その方のオフィス近辺は銀座のようなところで、私は高くて買えないようなお洋服が、ウインドーに飾られていて、
本来ならしっかりとウインドーショッピングもする予定だったのに、
胸が痛くてそんな余裕はなし。

結局歩きながら考えることは、そろそろブラを常時着けないといけないかな、なんて。

ようやくトップとアンダーが10cm程度でAカップになったけれど、ブラが必要なほどの大きさでもないし。
でもこのままだと、日常生活にも支障が出るし…

うーん、どうしたらいいの。



317日

今日から思い切ってブラを着けて出社することに。
少なくともこちらはまだ冬で厚着ですからね。

ハーフカップでカップ部分も少し硬いから、保護機能もあって快適なの。
黒に白の水玉地に赤い薔薇が散りばめ、カップ上部にはレースが施されていて、すごく可愛いデス。
モチ、上下セットです。でもショーツはお尻をほとんどカバー
していなく、ちょっと寒かったナ。しかも生地も薄いし。

先週までの不快な思いがウソのよう。これで、混雑した場所で、反射的に胸を掴むようにして、保護しようといった、
周りから見ると変な癖が取れそう。



322

最近の私の心は梅雨状態。つまり泣かなかった日がほとんどないほどの日々。

そんな私を励まそうと彼女は二人の共通の急遽お友達を集め、ちょっとしたホームパーティーを開いてくれたの。
お友達は、彼女を通して私がおクスリを始めたことを知っていることもあり、あえて「まりな」としてみんなを
お迎えするのは、大きなストレスがあったのですが、彼らに本当の私を知ってもらおうとそうすることに。
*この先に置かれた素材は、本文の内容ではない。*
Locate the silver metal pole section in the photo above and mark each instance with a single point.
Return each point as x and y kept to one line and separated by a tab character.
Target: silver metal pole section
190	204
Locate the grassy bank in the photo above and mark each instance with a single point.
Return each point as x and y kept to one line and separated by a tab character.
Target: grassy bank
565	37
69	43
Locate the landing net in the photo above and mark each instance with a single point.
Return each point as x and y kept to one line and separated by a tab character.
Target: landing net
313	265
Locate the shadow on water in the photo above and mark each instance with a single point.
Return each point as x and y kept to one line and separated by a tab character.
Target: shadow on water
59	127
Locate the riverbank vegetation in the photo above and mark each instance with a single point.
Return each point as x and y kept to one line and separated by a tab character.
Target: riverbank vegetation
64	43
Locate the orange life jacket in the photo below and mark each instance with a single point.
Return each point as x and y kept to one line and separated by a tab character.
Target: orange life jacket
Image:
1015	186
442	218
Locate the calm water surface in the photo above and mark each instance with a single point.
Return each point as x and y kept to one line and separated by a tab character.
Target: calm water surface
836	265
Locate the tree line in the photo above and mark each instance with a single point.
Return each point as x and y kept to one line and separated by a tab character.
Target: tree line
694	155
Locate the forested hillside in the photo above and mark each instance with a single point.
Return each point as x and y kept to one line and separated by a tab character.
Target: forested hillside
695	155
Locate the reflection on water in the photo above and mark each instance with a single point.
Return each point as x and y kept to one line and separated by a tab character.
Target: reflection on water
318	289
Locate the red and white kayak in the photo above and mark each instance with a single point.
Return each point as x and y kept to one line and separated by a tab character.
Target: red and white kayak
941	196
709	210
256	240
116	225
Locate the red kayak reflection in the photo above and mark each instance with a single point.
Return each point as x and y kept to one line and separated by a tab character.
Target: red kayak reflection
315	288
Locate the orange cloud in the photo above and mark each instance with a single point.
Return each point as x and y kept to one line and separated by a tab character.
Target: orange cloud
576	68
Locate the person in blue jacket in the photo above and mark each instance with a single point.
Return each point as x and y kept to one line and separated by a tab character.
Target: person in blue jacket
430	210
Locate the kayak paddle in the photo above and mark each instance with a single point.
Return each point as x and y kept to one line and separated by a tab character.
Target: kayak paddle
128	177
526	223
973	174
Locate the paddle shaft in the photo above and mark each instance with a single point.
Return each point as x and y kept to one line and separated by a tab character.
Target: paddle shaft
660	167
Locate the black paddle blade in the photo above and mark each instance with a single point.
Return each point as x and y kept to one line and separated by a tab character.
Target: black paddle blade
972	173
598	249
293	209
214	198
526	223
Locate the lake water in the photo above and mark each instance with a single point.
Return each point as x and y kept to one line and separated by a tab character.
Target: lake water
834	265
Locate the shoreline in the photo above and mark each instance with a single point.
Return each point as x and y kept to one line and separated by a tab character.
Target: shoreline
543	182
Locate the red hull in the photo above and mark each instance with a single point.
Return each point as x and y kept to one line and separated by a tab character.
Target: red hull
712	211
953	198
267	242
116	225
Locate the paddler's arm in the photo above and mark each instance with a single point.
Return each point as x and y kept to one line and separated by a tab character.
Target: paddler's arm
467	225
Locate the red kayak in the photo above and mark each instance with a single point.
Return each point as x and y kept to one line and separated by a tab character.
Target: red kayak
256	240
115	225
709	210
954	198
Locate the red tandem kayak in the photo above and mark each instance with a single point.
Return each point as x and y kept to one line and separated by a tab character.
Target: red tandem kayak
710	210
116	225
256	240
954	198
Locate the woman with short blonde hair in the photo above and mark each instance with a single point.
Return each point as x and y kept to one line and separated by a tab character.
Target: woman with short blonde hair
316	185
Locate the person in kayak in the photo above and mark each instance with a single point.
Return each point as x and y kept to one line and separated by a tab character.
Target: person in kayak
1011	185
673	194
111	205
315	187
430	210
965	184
最初はみんなに絶対キモイと思われているだろうなといった不安が頭からは離れず苦痛。
ワインのおかげで少しリラックスした頃、誰かが今日はクリスマスみたいだねといった事から、セリーヌ・ディオンの
クリスマスソングとキャンドルで雰囲気を盛り上げました。

そして、しばらくして何気なくお外を見ると粉雪が舞っている。
こんどはみんなで枯れ木を集め、暖房を止め、久々に暖炉に火を灯し気分はちょっとしたホワイトクリスマス。
ちょっぴり、ロマンチックな「まりな」のお披露目に。

この場を設けてくれたパートナーの愛情と、暖炉の炎により心を温められた私は、昨年夏に「まりな」としての
道を歩もうと思って以来、この日初めて心の底から笑うことができたの。


そしてこの日のために彼女が準備してくれたメニューは下記のとおり。
もちろん私もお手伝いしました。

                          アペリティフ
                             *
                        なすのプチラザーニャ
                             *
                  サーモンとじゃがいものキッシュとサラダ
                             *
                         きのこのリゾット
                             *
                3色レタスサラダとグリーンアスパラガスのソテー
                             *
                   メルルーサのグリル 白ワインソース

                            または

              サーロインステーキ ロックフォールチーズソース
                             *
         アイスクリーム(ティラミス、ホワイトチョコ、ブラックチョコ)_既製品(^_^)
                             *
                     コーヒーまたは紅茶、プチガトー
                             *
                           食後酒


なかなかのボリュームでしょう。軽く3時間は食事にかかっちゃった。
本当に優雅なひと時。

これを見てくれている未来のお友達とこんな風にお食事をしたいナ。
こんな夢をまりなはひそかに持っています。



3月29日
そろそろ髪の色が汚くなってきていたので、また茶色に染め直したの。
実は先週も染めたものの、いつものカラーリング剤がなく、似たものを試したら、少し色が濃く出たのね。
おクスリを始めたとはいえ、まだ髪質は元の姓のままで、強いから結構平気だったりして。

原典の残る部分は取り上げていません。